Take Them a Meal, They Said. It Will Be Fun, They Said.

Mar 10, 2020 | Blog, Essays

On occasion I’d see sign-ups to take new moms a meal in my mom’s group but I never participated for two reasons:

  1. I had a very hairy dog and was paranoid some dog hair might make its way into the food,  a social faux pas few can come back from.
  2. I’m not a great cook and by “not great” I mean bad.  I’m a bad cook.

So I always justified my non-participations with “Who wants bad food with dog hair in it?”

Then, after a difficult labor and birth, I did something I’ve never done before.  I allowed a friend to sign me up for meals after having my latest baby. It ended up being such a blessing to not have to worry about dinners on those nights right after coming home with the baby that I swore to myself I would repay the kindness and be the first one signing up for meals as soon as they came through my email box.

But first, I had to over-prepare.  I bought out the noodle section, the “cream of” soup section, the disposable casserole containers and most of the shredded cheese at my local grocery store which, luckily, offered fuel points for my casserole supplies so that I could purchase the gas for all of the theoretical meal deliveries I would be making when I started signing up for meals.

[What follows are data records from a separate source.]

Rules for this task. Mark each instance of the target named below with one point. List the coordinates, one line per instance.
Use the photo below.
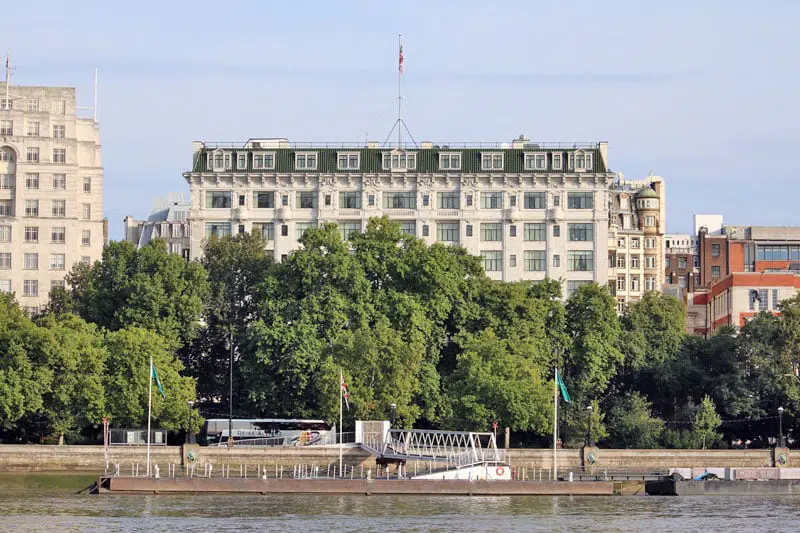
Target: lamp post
(189, 430)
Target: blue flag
(564, 393)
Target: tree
(126, 380)
(631, 423)
(706, 422)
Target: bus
(269, 432)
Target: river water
(50, 505)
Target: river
(50, 503)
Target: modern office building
(51, 191)
(529, 209)
(167, 221)
(637, 218)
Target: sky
(704, 94)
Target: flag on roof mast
(563, 387)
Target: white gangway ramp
(457, 449)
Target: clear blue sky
(704, 93)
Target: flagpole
(341, 396)
(149, 409)
(555, 426)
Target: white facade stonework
(51, 191)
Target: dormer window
(263, 160)
(535, 161)
(305, 161)
(219, 160)
(348, 161)
(449, 161)
(399, 161)
(491, 161)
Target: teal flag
(564, 393)
(154, 375)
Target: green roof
(427, 159)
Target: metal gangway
(457, 449)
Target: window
(491, 232)
(535, 200)
(449, 161)
(31, 261)
(59, 209)
(574, 285)
(30, 287)
(491, 200)
(58, 235)
(348, 229)
(580, 200)
(264, 200)
(32, 181)
(491, 161)
(534, 260)
(348, 161)
(492, 260)
(31, 208)
(534, 231)
(580, 232)
(218, 229)
(300, 229)
(409, 227)
(399, 200)
(580, 260)
(447, 231)
(350, 200)
(57, 262)
(218, 199)
(447, 200)
(263, 161)
(399, 161)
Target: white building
(168, 221)
(51, 191)
(531, 210)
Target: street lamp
(189, 430)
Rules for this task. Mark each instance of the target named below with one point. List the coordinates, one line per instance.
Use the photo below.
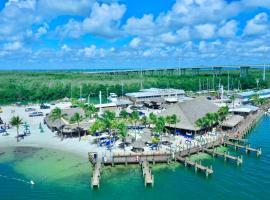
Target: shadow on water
(68, 177)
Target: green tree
(232, 98)
(123, 114)
(16, 121)
(152, 118)
(90, 110)
(172, 120)
(108, 119)
(223, 112)
(160, 126)
(134, 118)
(144, 120)
(77, 118)
(255, 99)
(122, 131)
(57, 114)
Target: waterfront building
(155, 94)
(64, 123)
(244, 110)
(245, 97)
(189, 112)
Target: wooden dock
(137, 158)
(197, 166)
(247, 148)
(96, 174)
(237, 159)
(235, 140)
(148, 177)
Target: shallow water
(59, 175)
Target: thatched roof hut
(189, 112)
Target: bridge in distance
(244, 69)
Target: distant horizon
(123, 34)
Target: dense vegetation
(48, 86)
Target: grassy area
(47, 86)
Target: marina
(144, 159)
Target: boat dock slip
(226, 156)
(197, 166)
(148, 177)
(137, 158)
(247, 148)
(96, 174)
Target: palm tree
(57, 114)
(123, 114)
(89, 110)
(160, 126)
(108, 120)
(233, 99)
(203, 123)
(144, 120)
(255, 99)
(223, 112)
(122, 131)
(153, 118)
(135, 117)
(16, 121)
(77, 118)
(172, 119)
(212, 118)
(97, 126)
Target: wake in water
(62, 171)
(31, 182)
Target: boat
(113, 97)
(268, 112)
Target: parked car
(36, 114)
(30, 109)
(44, 106)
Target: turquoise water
(63, 176)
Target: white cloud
(135, 43)
(65, 48)
(104, 20)
(51, 8)
(92, 52)
(205, 31)
(229, 29)
(144, 26)
(13, 46)
(257, 25)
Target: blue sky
(88, 34)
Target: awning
(233, 121)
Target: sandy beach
(47, 139)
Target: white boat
(113, 97)
(268, 112)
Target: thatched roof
(232, 121)
(189, 112)
(65, 122)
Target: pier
(197, 166)
(247, 148)
(226, 156)
(96, 174)
(144, 159)
(148, 177)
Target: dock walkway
(148, 177)
(247, 148)
(96, 174)
(226, 156)
(197, 166)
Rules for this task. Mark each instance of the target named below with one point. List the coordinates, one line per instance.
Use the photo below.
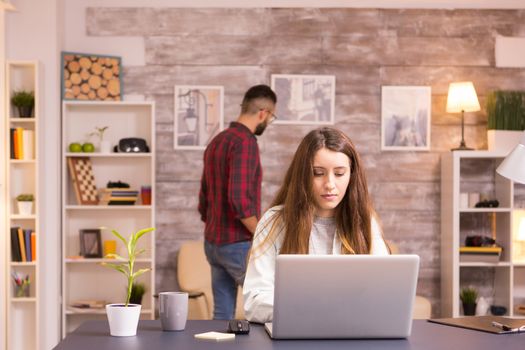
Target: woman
(323, 207)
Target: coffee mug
(173, 310)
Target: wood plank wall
(364, 49)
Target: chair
(422, 306)
(194, 277)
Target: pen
(501, 326)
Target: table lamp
(513, 166)
(462, 98)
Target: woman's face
(330, 180)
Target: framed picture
(304, 99)
(83, 180)
(91, 77)
(405, 118)
(90, 243)
(198, 115)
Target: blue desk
(94, 335)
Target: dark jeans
(228, 266)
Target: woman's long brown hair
(353, 214)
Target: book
(33, 245)
(490, 324)
(12, 142)
(27, 239)
(19, 150)
(21, 241)
(15, 245)
(28, 144)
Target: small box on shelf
(480, 254)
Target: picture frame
(83, 180)
(405, 118)
(198, 115)
(91, 77)
(304, 99)
(90, 243)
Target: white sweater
(259, 281)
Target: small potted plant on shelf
(104, 146)
(137, 292)
(24, 101)
(505, 119)
(469, 298)
(25, 203)
(124, 317)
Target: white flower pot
(123, 321)
(25, 208)
(503, 140)
(105, 147)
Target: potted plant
(138, 290)
(104, 146)
(25, 203)
(124, 317)
(24, 101)
(506, 119)
(469, 297)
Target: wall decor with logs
(91, 77)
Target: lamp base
(462, 148)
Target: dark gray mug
(173, 308)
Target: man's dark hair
(257, 97)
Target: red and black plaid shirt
(230, 185)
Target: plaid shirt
(230, 185)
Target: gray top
(322, 235)
(425, 335)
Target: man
(230, 196)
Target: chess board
(83, 180)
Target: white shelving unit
(503, 281)
(22, 177)
(85, 278)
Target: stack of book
(21, 143)
(23, 244)
(118, 196)
(480, 254)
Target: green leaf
(119, 236)
(114, 256)
(140, 272)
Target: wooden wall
(364, 49)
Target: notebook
(343, 296)
(491, 324)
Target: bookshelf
(22, 304)
(84, 278)
(502, 280)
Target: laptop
(343, 296)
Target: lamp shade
(513, 166)
(462, 97)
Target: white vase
(105, 147)
(503, 140)
(25, 208)
(123, 321)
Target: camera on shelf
(493, 203)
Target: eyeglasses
(272, 115)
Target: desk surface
(425, 335)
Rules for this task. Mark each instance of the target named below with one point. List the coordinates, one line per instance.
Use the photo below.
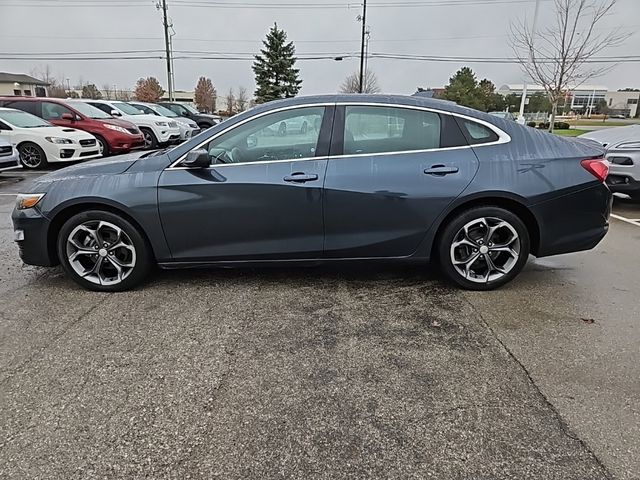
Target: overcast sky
(469, 30)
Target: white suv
(157, 131)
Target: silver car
(623, 153)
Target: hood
(116, 121)
(613, 136)
(101, 166)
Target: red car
(113, 135)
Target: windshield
(191, 109)
(126, 108)
(165, 112)
(89, 110)
(21, 119)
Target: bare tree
(242, 99)
(560, 56)
(351, 84)
(230, 99)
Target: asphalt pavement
(364, 372)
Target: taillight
(597, 167)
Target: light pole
(362, 46)
(524, 83)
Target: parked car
(8, 155)
(623, 153)
(475, 192)
(504, 115)
(39, 143)
(188, 128)
(204, 120)
(157, 131)
(113, 135)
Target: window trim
(339, 114)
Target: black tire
(32, 157)
(103, 145)
(478, 274)
(136, 269)
(150, 140)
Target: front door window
(288, 135)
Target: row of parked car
(46, 130)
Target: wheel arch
(509, 202)
(69, 210)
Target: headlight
(629, 146)
(58, 140)
(28, 200)
(115, 127)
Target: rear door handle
(441, 170)
(300, 177)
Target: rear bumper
(32, 228)
(574, 222)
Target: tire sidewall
(143, 250)
(448, 234)
(43, 156)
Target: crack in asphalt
(10, 373)
(564, 426)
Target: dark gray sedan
(371, 178)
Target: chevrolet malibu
(382, 178)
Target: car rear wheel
(483, 248)
(104, 252)
(31, 156)
(150, 140)
(103, 146)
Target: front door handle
(441, 170)
(300, 177)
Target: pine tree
(276, 76)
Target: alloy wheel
(101, 252)
(485, 249)
(30, 156)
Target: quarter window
(477, 133)
(54, 111)
(287, 135)
(389, 129)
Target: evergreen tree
(276, 76)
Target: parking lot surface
(323, 373)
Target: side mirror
(197, 159)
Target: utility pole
(167, 48)
(364, 32)
(524, 84)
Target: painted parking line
(627, 220)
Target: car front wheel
(104, 252)
(31, 156)
(483, 248)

I bought a well-reviewed casserole book off Amazon and immediately set to work practicing making casseroles and picking out my favorites for when I signed up to take a meal. 

I learned two things:

  1. Casseroles don’t actually take a lot of skill to make so my cooking skills ended up being a moot point..
  2. On account of all their creaminess, you can start to get a little pudgy testing casseroles night after night.

God knows I have a tendency to get stuck in the “preparation” phase of starting something new and so He probably wanted to make it clear that He wanted me to move in to the “actually doing something” phase.  One Sunday morning, after Mass, He gave me a little nudge.

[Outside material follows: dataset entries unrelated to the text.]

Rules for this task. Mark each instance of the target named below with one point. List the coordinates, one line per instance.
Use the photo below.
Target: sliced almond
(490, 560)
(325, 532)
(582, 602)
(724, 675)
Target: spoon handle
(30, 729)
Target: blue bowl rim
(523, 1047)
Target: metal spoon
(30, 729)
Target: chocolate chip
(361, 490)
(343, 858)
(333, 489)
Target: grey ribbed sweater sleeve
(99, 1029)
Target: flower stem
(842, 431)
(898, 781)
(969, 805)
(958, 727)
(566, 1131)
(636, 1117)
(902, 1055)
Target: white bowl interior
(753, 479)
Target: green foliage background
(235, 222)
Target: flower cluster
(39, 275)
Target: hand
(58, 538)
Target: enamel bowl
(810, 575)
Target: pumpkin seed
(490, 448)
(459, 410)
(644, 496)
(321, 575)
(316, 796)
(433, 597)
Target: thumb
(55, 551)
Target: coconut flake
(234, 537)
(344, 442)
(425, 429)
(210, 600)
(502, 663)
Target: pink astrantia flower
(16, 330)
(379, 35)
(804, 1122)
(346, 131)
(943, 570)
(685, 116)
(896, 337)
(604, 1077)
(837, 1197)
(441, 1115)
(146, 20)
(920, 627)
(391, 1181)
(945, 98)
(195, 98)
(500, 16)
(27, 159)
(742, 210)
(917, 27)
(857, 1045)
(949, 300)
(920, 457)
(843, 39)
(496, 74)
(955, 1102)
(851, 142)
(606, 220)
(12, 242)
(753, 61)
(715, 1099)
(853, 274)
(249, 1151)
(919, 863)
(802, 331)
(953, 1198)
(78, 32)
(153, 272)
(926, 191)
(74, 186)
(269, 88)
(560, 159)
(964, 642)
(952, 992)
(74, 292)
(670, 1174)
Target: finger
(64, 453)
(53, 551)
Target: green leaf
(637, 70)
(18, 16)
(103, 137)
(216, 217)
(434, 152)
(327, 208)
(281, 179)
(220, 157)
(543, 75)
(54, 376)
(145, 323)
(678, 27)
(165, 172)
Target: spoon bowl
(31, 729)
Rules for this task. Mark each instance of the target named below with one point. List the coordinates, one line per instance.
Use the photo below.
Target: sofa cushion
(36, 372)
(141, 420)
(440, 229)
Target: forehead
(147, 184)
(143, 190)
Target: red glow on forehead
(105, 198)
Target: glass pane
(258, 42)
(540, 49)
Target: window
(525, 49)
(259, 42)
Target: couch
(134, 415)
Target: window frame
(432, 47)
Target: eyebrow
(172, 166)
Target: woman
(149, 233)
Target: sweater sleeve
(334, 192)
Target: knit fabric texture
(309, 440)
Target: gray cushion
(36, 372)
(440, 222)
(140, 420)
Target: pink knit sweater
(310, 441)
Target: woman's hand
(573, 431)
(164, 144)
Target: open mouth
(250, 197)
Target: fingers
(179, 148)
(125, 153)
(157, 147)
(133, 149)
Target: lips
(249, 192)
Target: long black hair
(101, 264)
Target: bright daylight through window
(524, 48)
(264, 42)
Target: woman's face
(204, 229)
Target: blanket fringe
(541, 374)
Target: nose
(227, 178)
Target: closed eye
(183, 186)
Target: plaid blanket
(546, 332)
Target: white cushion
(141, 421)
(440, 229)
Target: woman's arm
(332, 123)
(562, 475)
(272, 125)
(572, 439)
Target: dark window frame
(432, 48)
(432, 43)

At the back of the church was a mom who’d had the same post-birth complication as me trying to get people to sign up for the email list to help with meals.  She’d signed up for it because the meals she’d received were such a blessing she wanted to return the blessings in kind.

I had to sign up for two reasons:

  1. I’m overly competitive and was not about to let a mother in the exact same circumstances as myself out-good works me.
  2. Could God have made it any more obvious that he wanted me on that email list?

The answer is no, He could not have been more obvious. And if God wants you on an email list, you sign up for that email list.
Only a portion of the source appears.